社長、人事部、総務部などから従業員に対して年末調整の資料提出を求めますよね?その際に従業員は生命保険会社、損保会社からの控除証明書等を提出してくると思いますが、”銀行(金融機関)借入残高証明書”というものを提出してくる従業員も少なくありません。これ不動産を購入する際に銀行から借金した証明書です。
借金ばかりで利子も払わないといけないとなると経済が潤わないので、個々にかかる税金を安くしようと国が特例として住宅ローン控除という制度を設けたんですね。これは借入金額を元に計算されます。そのため銀行借入残高証明書の金額を確認する必要があります。
最初は・・・年末調整できません
ここが一番知られていない部分で、”銀行から借入をした初年度は住宅ローン控除が年末調整では使えない” ということです。
じゃあどうすんだ!という話ですが、従業員自ら”確定申告”をしてもらいます。基本的にサラリーマンは年末調整で個人の税額を確定させますが、個人事業主、2か所以上から給料をもらっている方などは確定申告をして個人の税額を確定させます。

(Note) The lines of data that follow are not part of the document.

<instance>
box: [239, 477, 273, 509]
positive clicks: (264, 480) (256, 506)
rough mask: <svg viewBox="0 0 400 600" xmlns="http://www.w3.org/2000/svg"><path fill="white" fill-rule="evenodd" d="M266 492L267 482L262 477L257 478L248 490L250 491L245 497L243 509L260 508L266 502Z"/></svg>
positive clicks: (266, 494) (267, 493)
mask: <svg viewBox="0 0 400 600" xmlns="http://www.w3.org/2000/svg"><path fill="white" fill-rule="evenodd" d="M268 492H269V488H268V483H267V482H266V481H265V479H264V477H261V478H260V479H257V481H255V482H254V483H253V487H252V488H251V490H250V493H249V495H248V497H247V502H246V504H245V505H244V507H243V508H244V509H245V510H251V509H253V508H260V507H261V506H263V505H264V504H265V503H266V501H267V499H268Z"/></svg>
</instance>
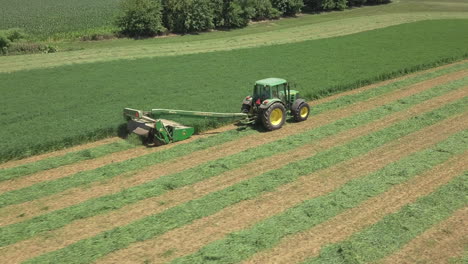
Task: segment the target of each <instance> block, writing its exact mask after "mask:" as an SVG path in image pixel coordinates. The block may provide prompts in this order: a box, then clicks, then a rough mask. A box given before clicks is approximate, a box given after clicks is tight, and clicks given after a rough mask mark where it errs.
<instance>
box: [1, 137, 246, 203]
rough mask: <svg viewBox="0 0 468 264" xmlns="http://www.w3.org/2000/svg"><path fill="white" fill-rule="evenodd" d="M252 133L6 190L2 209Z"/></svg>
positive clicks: (153, 153) (139, 168)
mask: <svg viewBox="0 0 468 264" xmlns="http://www.w3.org/2000/svg"><path fill="white" fill-rule="evenodd" d="M252 132H253V131H251V130H249V131H243V132H240V131H236V130H231V131H228V132H225V133H221V134H218V135H215V136H212V137H208V138H201V139H198V140H196V141H194V142H193V143H190V144H184V145H178V146H175V147H173V148H171V149H168V150H165V151H160V152H154V153H150V154H147V155H143V156H141V157H137V158H134V159H129V160H126V161H123V162H120V163H115V164H114V163H111V164H108V165H105V166H103V167H99V168H97V169H94V170H91V171H83V172H79V173H76V174H73V175H71V176H68V177H65V178H60V179H57V180H52V181H46V182H40V183H37V184H34V185H32V186H29V187H26V188H22V189H19V190H14V191H10V192H6V193H3V194H1V195H0V208H3V207H5V206H8V205H13V204H18V203H22V202H26V201H30V200H34V199H37V198H40V197H44V196H48V195H51V194H54V193H58V192H61V191H64V190H67V189H69V188H72V187H78V186H83V185H86V184H89V183H92V182H99V181H104V180H107V179H110V178H112V177H115V176H117V175H122V174H126V173H132V172H135V171H138V170H140V169H142V167H145V166H149V165H155V164H159V163H162V162H165V161H168V160H171V159H176V158H179V157H181V156H183V155H185V154H188V153H191V152H194V151H198V150H204V149H207V148H210V147H213V146H217V145H220V144H222V143H225V142H228V141H232V140H235V139H237V138H240V137H243V136H245V135H247V134H251V133H252Z"/></svg>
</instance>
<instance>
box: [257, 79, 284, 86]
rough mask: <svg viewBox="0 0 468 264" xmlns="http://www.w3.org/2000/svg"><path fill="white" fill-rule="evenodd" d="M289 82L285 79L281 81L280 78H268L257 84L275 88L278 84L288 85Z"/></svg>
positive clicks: (264, 79)
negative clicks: (285, 83) (276, 85)
mask: <svg viewBox="0 0 468 264" xmlns="http://www.w3.org/2000/svg"><path fill="white" fill-rule="evenodd" d="M286 82H287V81H286V80H285V79H280V78H266V79H263V80H259V81H256V82H255V84H260V85H263V86H266V85H268V86H275V85H278V84H283V83H286Z"/></svg>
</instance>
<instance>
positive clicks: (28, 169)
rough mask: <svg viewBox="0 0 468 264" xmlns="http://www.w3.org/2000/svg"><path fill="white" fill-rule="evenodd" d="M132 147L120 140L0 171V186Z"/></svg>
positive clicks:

なんで1か所からしか給料をもらっていないサラリーマンなのに確定申告しないといけないの?という意見があるかと思いますが、それは”税務署に不動産購入のための銀行借入がある事実を知ってもらうため”です。税務署も本人に直接届け出してもらわないと把握できないんです。届け出後に税務署より”給与所得者の(特定増改築等)住宅借入金等特別控除申告書”という書類が確定申告をした従業員宅に送付されます。これで翌年度より残高証明書と申告書があれば年末調整が可能になります。
一言、声掛けてあげるだけでいいんです。。。
大企業などは人事部、総務部がきちんと対応していると思いますが、”中小企業は年末調整を税理士に丸投げのパターンが多い”です。期限があるので、この時期の税理士事務所はとても忙しいです。”税理士事務所はきちんと提出された資料だけを処理をする”というのが大前提にあるんですね。もちろん税理士事務所も可能なかぎり再度内容確認してくれますが、ギリギリに提出するようなケースではスルーされます。
資料収集の段階で社長さんが、”あれ?借入残高証明書だけしかないぞ。控除申告書は?”と気づいて頂き、従業員に確認することが大切です。
住宅ローン控除は金額によりますが、その年だけで数万円税金が変わります。最近に住宅購入した場合なら10年は控除を受けられます。総額で考えたらすごい金額だと思いませんか?という話を従業員にすることによって”しっかりした会社”と認識されますよ。
これですね、単なる事務作業の一環だと捉えてる方が大勢いるわけです。結局、従業員がすぐ辞めちゃうのは細かい小さいことの積み重ねが原因です。この会社は何も教えてくれない、だらしない会社だと思われるのも一つのマイナス要因です。差別化を図らなければ企業として生き残れません。